Panasonic Has Credit Rating Lowered by Moody’s

Sept. 10, 2012
Credit ratings agency cites weak profitability but keeps outlook stable.

Moody's on Monday cut its credit rating on Japanese consumer electronics giant Panasonic (IW 1000/31), citing the struggling firm's weak profitability and high debt.

The global agency said it lowered the rating on Panasonic by two notches to Baa1 from A2, while keeping its outlook stable.

Panasonic swung back into the black for the April-June quarter as it cut costs to restructure its business while battling the negative effects of a strong yen.

But the company, like rivals Sony (IW 1000/39) and Sharp (IW 1000/115), had been swimming in red ink largely tied to its television business while its debt soared owing to the purchase of smaller rival Sanyo.

Panasonic's debt stood at 950 billion yen ($12 billion) in late June, against 120 billion yen in late March 2010, Moody's said.

"The rating actions reflect Panasonic's low level of profitability and elevated leverage," the agency said in a statement on Monday.

"Moody's expects them to improve but only slowly, given the weak demand and intense competition in many of its end-markets," it added.

Panasonic logged a net profit of 12.8 billion yen in the April-June quarter, reversing a shortfall of 30.4 billion yen a year earlier.

But in the previous fiscal year it suffered a record 772.2 billion yen net loss, one of the worst-ever losses for a non-financial Japanese firm.

Japan's electronics sector has been badly hit by the appreciation of the yen, which makes exporters' products less competitive overseas, while falling prices and slow demand at home have also eaten into profits.

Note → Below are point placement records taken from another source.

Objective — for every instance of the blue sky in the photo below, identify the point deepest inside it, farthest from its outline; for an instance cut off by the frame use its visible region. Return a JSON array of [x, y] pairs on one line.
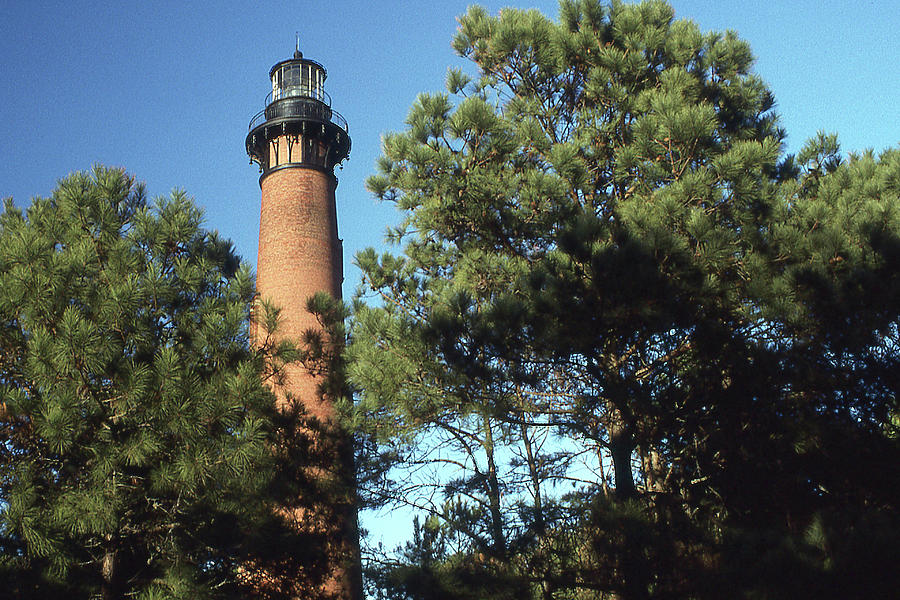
[[166, 89]]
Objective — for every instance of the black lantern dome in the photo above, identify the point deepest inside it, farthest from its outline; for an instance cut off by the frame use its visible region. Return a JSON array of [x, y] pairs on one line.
[[298, 127]]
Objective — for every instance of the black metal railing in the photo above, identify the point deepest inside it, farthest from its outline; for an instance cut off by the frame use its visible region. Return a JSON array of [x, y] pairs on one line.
[[298, 91], [304, 107]]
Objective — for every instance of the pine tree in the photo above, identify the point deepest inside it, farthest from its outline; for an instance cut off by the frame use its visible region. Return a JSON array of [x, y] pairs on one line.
[[604, 245], [138, 433]]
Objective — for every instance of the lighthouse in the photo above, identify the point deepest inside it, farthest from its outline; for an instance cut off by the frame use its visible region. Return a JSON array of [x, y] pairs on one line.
[[296, 141]]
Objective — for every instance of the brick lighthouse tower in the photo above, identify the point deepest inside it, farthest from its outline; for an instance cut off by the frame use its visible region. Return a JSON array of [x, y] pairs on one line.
[[296, 141]]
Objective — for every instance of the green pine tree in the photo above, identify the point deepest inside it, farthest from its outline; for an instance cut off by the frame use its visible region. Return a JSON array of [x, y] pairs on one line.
[[607, 259], [138, 433]]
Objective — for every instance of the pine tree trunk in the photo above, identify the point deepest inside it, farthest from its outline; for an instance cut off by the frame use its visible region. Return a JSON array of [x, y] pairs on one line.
[[494, 492], [621, 445], [109, 587]]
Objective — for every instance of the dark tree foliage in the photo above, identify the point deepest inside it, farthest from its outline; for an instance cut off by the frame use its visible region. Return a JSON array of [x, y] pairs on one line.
[[630, 349], [142, 455]]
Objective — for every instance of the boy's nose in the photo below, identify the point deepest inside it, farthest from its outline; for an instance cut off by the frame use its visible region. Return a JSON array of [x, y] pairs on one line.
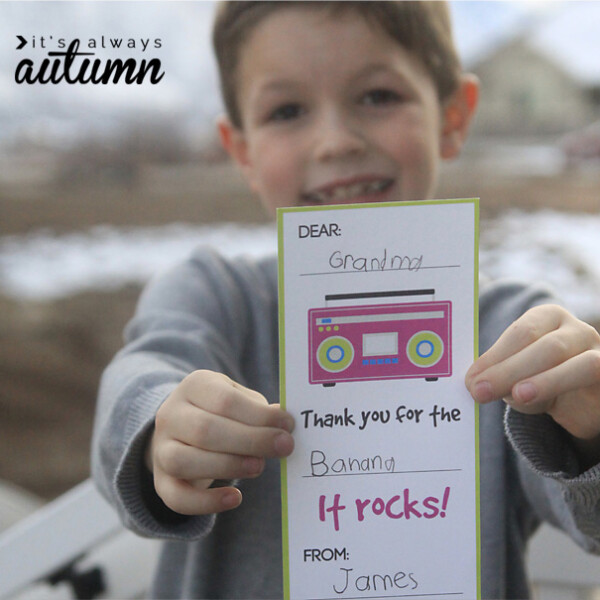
[[336, 138]]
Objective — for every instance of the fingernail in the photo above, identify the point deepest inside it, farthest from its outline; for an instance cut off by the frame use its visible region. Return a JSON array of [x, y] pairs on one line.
[[283, 444], [231, 500], [252, 465], [287, 424], [525, 392], [483, 391]]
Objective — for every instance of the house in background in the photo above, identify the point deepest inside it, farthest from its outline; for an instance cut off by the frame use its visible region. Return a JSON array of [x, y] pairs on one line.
[[544, 80]]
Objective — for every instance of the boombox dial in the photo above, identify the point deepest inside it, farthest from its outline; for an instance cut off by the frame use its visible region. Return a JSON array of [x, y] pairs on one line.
[[335, 354], [424, 349]]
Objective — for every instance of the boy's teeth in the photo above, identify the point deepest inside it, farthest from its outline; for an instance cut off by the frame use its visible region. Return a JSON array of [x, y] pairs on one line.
[[348, 192]]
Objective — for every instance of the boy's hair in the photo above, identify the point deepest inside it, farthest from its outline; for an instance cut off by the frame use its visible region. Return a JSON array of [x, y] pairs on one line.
[[423, 28]]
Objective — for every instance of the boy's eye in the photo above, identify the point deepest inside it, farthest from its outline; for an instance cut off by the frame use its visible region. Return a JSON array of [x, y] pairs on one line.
[[286, 112], [380, 96]]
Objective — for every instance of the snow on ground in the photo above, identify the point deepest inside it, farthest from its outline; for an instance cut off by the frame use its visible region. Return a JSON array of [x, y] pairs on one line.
[[559, 248]]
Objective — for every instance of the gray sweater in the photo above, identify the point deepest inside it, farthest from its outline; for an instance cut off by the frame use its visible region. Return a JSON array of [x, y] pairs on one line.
[[220, 314]]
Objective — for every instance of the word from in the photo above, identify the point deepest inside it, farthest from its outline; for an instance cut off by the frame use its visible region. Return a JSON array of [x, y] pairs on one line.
[[325, 554], [316, 230], [376, 582], [399, 506], [319, 466], [349, 262], [62, 69], [403, 415], [93, 43]]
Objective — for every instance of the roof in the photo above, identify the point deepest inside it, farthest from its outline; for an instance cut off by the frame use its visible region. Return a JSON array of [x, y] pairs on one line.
[[565, 33]]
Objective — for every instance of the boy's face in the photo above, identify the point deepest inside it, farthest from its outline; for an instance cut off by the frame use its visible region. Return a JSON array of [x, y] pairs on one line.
[[335, 111]]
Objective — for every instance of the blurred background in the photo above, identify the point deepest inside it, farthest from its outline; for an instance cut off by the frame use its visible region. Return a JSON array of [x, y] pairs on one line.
[[101, 186]]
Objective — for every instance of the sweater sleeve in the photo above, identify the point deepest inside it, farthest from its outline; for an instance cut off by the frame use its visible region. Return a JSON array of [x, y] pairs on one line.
[[199, 315], [556, 489]]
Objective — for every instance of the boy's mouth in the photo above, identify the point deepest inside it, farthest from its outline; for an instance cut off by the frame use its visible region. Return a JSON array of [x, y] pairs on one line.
[[340, 193]]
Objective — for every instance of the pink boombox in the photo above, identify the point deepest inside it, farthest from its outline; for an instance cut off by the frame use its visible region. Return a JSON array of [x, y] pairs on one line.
[[380, 341]]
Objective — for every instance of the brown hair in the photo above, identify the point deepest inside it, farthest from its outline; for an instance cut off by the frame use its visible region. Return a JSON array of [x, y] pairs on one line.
[[423, 28]]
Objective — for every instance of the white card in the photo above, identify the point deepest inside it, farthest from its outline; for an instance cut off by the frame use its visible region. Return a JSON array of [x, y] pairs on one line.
[[378, 326]]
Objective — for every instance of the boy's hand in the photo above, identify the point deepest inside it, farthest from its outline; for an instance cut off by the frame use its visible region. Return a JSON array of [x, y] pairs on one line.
[[545, 362], [213, 428]]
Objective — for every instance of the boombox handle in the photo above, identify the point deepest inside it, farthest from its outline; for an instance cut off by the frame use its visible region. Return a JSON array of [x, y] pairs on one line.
[[390, 294]]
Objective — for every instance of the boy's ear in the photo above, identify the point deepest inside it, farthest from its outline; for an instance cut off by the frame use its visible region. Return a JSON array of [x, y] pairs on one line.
[[234, 142], [457, 113]]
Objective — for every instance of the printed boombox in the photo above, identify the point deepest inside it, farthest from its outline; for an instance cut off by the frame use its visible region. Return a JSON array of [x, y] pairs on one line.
[[380, 341]]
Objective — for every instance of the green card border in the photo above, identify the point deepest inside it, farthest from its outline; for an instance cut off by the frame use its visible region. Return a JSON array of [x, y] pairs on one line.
[[282, 387]]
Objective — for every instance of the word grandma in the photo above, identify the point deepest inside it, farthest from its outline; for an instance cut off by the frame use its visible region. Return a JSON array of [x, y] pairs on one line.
[[63, 67], [395, 262]]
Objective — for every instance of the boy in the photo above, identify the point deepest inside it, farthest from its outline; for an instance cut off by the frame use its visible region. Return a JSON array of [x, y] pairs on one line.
[[329, 103]]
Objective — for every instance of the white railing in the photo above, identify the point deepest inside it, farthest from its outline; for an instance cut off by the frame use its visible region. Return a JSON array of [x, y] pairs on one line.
[[75, 547]]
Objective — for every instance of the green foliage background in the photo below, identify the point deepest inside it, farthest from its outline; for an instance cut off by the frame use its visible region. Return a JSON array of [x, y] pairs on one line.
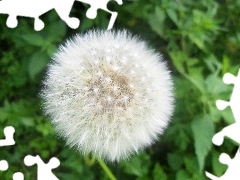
[[200, 40]]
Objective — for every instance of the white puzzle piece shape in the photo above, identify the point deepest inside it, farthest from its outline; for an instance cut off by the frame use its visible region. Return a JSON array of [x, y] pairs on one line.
[[44, 171], [100, 4], [18, 176], [8, 141], [233, 171], [232, 131], [3, 165], [34, 9]]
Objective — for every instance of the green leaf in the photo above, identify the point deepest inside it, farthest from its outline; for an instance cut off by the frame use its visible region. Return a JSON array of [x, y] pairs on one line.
[[34, 39], [174, 160], [37, 63], [182, 175], [158, 173], [137, 165], [203, 131]]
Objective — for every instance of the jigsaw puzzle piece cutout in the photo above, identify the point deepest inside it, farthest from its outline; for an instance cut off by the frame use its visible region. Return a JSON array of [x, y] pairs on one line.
[[232, 131], [34, 9], [63, 9], [44, 170], [18, 176], [232, 172], [3, 165], [8, 141], [101, 4]]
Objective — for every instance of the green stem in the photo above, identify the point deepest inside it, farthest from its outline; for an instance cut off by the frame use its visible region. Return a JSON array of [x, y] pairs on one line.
[[106, 169]]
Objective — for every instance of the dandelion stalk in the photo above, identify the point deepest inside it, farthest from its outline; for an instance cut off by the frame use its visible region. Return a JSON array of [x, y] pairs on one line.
[[106, 169]]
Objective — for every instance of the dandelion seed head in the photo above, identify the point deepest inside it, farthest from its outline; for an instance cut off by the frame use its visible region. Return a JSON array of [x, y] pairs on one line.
[[108, 94]]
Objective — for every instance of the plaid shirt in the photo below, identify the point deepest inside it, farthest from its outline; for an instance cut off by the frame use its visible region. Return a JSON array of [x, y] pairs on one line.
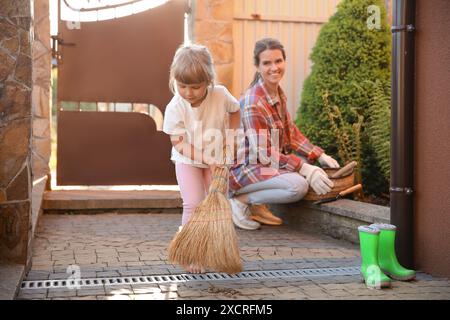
[[263, 114]]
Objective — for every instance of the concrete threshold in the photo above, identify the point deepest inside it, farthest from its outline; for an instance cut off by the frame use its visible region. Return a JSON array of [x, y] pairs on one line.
[[112, 200], [11, 276]]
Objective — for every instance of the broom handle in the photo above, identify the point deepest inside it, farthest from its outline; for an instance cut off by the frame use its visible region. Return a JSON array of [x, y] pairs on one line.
[[220, 176]]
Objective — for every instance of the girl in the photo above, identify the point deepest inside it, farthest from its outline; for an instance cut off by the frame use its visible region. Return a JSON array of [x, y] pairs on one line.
[[196, 119], [264, 110]]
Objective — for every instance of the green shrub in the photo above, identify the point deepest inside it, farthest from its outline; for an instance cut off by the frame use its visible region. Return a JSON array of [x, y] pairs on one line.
[[348, 59]]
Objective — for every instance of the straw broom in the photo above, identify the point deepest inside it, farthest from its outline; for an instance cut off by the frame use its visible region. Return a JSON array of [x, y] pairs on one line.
[[209, 238]]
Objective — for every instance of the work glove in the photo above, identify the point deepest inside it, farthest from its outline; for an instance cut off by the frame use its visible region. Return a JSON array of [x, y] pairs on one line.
[[317, 178], [327, 161]]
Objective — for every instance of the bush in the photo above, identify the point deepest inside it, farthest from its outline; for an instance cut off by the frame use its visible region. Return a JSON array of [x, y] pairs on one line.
[[348, 59]]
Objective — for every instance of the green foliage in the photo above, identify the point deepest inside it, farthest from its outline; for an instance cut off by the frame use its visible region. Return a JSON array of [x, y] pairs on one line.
[[347, 135], [379, 125], [346, 57]]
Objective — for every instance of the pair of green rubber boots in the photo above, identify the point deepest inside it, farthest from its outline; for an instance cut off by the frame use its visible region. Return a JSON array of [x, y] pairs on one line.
[[379, 261]]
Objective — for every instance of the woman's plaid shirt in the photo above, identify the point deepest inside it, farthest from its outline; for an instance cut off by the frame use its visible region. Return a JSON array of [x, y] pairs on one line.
[[262, 119]]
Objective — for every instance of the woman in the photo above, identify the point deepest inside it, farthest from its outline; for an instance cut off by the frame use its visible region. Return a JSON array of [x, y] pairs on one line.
[[269, 170]]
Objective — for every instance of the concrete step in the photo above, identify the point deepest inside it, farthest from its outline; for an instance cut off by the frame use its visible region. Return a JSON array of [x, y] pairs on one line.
[[112, 200]]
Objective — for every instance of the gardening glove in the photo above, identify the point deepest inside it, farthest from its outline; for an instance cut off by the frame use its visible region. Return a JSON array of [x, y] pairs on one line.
[[327, 161], [317, 178]]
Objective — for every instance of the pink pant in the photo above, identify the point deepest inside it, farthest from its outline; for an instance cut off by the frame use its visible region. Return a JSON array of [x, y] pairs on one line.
[[194, 183]]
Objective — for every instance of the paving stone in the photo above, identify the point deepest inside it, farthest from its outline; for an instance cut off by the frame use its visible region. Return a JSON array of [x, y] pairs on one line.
[[99, 243]]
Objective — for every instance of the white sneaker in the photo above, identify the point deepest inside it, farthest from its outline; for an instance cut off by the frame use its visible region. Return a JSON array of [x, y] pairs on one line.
[[241, 215]]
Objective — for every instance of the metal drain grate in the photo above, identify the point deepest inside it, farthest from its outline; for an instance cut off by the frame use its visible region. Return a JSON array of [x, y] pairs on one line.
[[176, 278]]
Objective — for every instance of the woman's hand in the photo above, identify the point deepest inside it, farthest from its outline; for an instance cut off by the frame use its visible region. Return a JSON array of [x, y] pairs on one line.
[[327, 161], [317, 178]]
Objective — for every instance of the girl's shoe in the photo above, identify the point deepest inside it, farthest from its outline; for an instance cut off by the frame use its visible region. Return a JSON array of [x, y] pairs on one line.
[[386, 254], [370, 270], [262, 214]]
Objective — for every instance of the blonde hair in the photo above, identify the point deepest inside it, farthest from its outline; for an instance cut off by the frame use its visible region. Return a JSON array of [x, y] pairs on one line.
[[191, 64]]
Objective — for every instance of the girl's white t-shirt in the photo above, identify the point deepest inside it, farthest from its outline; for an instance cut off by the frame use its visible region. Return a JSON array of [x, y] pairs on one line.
[[201, 123]]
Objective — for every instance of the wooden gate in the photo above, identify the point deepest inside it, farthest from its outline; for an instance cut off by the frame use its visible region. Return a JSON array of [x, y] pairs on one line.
[[112, 92]]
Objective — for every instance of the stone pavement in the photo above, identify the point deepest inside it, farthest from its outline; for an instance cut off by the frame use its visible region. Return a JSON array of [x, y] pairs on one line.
[[109, 245]]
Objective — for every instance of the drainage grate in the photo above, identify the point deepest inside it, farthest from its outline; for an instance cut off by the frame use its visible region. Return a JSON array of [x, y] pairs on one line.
[[176, 278]]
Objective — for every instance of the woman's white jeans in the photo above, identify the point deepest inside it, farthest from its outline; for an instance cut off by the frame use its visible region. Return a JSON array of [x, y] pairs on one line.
[[285, 188]]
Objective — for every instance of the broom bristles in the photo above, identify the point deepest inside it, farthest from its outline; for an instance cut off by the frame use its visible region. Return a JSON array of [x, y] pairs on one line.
[[209, 238]]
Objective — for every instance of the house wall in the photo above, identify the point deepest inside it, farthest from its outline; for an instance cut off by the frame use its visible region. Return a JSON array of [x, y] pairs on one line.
[[24, 122], [432, 129]]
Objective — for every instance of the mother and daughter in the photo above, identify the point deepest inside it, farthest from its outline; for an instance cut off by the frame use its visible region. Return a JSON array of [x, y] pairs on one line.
[[202, 113]]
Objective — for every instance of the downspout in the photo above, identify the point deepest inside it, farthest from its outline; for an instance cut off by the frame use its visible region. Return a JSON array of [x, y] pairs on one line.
[[402, 138]]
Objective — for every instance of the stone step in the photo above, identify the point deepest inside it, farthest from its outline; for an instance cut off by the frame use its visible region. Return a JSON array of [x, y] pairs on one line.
[[112, 200]]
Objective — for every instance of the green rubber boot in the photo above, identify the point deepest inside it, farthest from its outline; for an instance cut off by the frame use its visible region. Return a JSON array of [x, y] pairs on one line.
[[370, 271], [386, 254]]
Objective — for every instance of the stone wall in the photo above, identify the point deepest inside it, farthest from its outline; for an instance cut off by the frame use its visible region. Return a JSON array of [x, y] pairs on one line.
[[40, 101], [15, 128], [213, 27], [25, 68]]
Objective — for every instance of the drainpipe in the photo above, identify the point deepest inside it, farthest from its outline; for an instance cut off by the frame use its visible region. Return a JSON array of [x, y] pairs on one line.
[[402, 139]]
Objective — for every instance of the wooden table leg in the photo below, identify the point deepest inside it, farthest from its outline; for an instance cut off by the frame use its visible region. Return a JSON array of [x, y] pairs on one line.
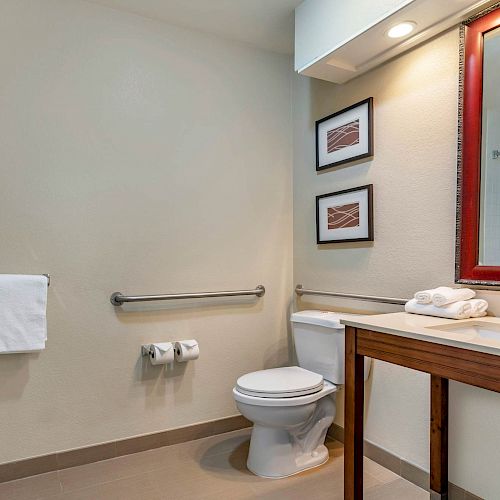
[[439, 438], [353, 420]]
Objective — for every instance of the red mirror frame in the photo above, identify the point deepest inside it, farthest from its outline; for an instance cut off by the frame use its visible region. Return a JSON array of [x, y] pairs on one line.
[[467, 268]]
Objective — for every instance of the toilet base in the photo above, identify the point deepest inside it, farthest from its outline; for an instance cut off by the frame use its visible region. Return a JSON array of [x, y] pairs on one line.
[[306, 462], [282, 452]]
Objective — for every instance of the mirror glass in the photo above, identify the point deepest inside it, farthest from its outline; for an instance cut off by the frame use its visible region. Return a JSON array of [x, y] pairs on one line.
[[489, 227]]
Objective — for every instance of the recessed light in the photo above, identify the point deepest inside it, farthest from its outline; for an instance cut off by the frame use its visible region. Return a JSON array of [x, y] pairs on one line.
[[402, 29]]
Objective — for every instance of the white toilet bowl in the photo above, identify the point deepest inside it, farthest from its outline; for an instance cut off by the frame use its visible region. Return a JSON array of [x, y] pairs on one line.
[[289, 430], [292, 407]]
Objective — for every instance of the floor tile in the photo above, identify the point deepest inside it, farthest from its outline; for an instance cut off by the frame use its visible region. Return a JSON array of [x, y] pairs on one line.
[[29, 488], [396, 490], [207, 469], [132, 488]]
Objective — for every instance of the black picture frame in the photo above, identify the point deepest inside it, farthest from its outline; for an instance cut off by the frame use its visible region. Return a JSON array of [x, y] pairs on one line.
[[369, 215], [370, 151]]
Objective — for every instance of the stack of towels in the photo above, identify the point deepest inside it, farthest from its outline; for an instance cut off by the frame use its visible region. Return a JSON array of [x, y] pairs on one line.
[[446, 302]]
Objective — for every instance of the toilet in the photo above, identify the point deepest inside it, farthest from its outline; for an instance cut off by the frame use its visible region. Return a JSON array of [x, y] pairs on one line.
[[293, 407]]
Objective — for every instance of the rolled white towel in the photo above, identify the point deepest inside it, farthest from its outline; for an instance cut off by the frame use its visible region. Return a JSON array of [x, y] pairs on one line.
[[479, 307], [426, 296], [448, 296], [457, 310]]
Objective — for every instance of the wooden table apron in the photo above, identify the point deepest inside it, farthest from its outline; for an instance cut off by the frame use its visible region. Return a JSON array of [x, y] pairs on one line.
[[442, 362]]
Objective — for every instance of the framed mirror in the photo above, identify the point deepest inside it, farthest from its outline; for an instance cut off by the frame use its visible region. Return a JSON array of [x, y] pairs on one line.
[[478, 196]]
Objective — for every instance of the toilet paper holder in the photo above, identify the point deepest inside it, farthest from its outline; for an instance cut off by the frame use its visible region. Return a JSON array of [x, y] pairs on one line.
[[146, 349]]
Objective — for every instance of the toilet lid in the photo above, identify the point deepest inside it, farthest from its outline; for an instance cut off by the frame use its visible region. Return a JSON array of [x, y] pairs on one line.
[[286, 382]]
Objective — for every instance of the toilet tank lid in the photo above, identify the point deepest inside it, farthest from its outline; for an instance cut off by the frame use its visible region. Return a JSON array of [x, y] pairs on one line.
[[329, 319]]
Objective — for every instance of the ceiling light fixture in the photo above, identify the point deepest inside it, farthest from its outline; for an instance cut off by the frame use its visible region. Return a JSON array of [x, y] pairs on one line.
[[402, 29]]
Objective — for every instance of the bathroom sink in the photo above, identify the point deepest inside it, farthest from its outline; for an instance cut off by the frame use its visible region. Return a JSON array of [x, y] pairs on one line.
[[472, 330]]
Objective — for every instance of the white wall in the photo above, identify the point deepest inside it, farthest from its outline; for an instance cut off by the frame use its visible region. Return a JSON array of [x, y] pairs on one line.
[[414, 177], [139, 157]]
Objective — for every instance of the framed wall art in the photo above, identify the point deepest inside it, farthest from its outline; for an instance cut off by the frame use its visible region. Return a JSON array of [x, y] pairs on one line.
[[345, 215], [345, 136]]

Competitors including South Korea's Samsung (IW 1000/15) and U.S. giant Apple (IW 500/9) are offering stiff competition, with high-resolution display technology a key battleground as demand intensifies for smartphones, tablet computers and other gadgets.

Panasonic has already announced a major restructuring of its liquid crystal display manufacturing division, and is reportedly considering shifting all of its mobile phone handset production overseas because of high costs at home.